China is the 'bigger risk' in trade war, not Trump: CEO
Beijing could be the wildcard in trade negotiations with Washington, according to Europe's second-largest fund manager.
"The bigger risk of a trade war lies in the Chinese side rather than the U.S. side," said Martin Gilbert, co-chief executive of global investment firm Standard Life Aberdeen.
President Donald Trump is used to making compromises in deal-making, Gilbert told CNBC's Nancy Hungerford on the sidelines of the Singapore Summit over the weekend. But "whether China will do that, I think is the bigger risk," he continued.
The White House is reportedly planning a fresh round of duties on up to $200 billion of Chinese goods. If that takes place, Chinese President Xi Jinping's administration may not want to participate in bilateral talks, The Wall Street Journal announced on Sunday.
Trump's negotiating tactics stem from his 'Art of the Deal' philosophy, "which is ask for five billion when you want one billion," Gilbert stated. "I think he'll always settle for less than he is asking for," Gilbert continued, adding that he expected the two parties to eventually reach a compromise.

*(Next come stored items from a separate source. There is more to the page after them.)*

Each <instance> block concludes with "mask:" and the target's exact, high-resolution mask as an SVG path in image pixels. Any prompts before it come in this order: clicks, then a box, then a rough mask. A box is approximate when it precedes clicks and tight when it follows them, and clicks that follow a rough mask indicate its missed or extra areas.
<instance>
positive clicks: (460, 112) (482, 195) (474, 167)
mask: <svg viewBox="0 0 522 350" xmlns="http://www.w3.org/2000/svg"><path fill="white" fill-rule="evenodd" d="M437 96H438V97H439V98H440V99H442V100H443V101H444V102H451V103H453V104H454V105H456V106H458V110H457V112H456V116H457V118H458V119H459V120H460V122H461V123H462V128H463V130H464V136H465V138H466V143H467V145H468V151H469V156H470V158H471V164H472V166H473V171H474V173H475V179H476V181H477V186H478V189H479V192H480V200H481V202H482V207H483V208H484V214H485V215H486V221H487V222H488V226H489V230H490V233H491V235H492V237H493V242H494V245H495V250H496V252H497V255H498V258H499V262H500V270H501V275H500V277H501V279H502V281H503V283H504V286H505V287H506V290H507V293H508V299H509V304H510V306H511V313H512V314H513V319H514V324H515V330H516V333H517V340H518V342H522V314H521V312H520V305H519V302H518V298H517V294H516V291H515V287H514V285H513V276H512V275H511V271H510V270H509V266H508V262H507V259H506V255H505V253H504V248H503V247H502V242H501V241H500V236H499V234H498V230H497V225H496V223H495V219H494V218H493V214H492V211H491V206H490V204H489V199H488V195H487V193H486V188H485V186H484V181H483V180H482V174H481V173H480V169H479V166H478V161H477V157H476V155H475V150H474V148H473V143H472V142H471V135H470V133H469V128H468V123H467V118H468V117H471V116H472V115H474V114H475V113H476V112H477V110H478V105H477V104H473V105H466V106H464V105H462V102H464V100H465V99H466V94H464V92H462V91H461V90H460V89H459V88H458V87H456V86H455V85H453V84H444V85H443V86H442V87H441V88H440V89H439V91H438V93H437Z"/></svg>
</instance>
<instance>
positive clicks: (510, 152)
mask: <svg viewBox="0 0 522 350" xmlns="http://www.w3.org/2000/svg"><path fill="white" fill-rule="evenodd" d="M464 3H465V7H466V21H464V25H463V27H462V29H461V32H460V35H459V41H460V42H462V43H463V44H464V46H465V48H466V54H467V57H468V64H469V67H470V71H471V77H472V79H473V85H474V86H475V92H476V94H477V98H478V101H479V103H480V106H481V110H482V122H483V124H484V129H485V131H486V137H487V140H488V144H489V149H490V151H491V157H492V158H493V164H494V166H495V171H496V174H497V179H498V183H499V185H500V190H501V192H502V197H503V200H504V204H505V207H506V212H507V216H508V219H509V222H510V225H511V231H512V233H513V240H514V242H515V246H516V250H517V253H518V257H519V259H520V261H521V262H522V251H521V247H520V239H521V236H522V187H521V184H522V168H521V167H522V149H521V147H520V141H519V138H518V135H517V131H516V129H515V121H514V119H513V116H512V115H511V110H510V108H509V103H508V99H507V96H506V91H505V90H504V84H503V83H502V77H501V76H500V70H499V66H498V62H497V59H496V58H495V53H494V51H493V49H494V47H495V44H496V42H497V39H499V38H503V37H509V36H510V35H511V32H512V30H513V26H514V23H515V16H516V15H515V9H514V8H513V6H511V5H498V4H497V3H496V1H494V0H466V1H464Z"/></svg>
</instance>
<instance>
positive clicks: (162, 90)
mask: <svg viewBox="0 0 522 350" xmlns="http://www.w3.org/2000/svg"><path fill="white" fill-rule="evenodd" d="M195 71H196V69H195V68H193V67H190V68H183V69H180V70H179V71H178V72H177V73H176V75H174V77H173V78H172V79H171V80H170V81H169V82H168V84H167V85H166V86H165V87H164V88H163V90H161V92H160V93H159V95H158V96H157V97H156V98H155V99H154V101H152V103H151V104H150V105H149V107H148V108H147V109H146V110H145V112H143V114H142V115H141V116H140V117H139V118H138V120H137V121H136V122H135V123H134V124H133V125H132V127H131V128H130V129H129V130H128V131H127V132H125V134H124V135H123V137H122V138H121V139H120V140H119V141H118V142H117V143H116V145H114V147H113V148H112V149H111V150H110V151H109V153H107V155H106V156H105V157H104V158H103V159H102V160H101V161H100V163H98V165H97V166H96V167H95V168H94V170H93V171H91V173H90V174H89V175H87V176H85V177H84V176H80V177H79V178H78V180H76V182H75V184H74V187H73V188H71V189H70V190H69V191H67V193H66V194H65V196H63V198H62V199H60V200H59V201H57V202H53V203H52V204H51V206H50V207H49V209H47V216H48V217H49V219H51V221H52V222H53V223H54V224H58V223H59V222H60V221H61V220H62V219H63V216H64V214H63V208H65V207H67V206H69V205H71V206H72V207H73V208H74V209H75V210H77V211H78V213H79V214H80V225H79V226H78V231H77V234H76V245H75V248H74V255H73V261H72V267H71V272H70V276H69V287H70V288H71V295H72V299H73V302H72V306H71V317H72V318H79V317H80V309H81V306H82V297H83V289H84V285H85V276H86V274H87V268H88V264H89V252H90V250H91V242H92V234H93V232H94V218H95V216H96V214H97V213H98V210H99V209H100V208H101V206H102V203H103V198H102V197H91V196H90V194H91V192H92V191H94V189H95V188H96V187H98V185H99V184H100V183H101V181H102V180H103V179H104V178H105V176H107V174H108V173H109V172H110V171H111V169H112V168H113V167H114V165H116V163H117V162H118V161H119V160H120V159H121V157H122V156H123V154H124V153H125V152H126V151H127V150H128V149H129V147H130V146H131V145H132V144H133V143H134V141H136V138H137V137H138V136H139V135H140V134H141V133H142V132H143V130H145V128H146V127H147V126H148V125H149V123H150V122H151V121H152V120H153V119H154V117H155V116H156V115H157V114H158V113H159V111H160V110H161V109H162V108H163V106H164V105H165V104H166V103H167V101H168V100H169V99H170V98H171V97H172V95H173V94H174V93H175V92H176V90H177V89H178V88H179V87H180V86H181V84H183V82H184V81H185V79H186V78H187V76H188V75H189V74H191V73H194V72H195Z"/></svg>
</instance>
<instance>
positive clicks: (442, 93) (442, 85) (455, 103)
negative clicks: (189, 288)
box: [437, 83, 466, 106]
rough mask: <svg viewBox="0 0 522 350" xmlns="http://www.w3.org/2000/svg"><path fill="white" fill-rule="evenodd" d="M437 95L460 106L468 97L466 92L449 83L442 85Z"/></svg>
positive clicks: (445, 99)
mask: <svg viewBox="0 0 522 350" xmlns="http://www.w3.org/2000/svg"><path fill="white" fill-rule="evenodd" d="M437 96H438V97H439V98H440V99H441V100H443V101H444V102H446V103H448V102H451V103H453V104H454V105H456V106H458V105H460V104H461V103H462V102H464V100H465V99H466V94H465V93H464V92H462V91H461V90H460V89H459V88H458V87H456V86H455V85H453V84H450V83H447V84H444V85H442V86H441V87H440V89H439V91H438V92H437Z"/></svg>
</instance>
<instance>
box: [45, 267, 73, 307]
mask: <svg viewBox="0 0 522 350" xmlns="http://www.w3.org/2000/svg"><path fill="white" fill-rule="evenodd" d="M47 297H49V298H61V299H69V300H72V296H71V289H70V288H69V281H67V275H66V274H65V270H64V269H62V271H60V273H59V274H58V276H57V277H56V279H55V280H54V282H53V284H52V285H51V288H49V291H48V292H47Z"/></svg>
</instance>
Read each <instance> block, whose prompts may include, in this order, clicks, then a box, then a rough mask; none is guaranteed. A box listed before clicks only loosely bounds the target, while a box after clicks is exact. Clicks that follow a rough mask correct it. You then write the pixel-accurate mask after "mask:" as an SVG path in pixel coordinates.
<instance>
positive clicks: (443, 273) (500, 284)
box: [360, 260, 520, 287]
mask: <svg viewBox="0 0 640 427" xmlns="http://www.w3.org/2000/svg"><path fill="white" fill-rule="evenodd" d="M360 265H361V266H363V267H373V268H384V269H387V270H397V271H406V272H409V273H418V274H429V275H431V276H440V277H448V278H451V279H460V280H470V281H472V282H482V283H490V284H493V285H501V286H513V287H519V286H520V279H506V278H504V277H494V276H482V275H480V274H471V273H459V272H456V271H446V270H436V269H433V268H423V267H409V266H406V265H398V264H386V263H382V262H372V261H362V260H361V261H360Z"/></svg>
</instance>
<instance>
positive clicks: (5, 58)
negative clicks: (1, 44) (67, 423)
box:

Standard Life Aberdeen, which operates in China, was created following last year's merger between Standard Life and Aberdeen Asset Management. It reported $790 billion in assets under management and administration in the first six months of the year.
When asked how his company stood in relation to China's asset players, Gilbert noted the latter group enjoyed a "huge advantage" over their foreign counterparts.
"China's very clever at getting you in and probably making sure you don't make too much money," he said.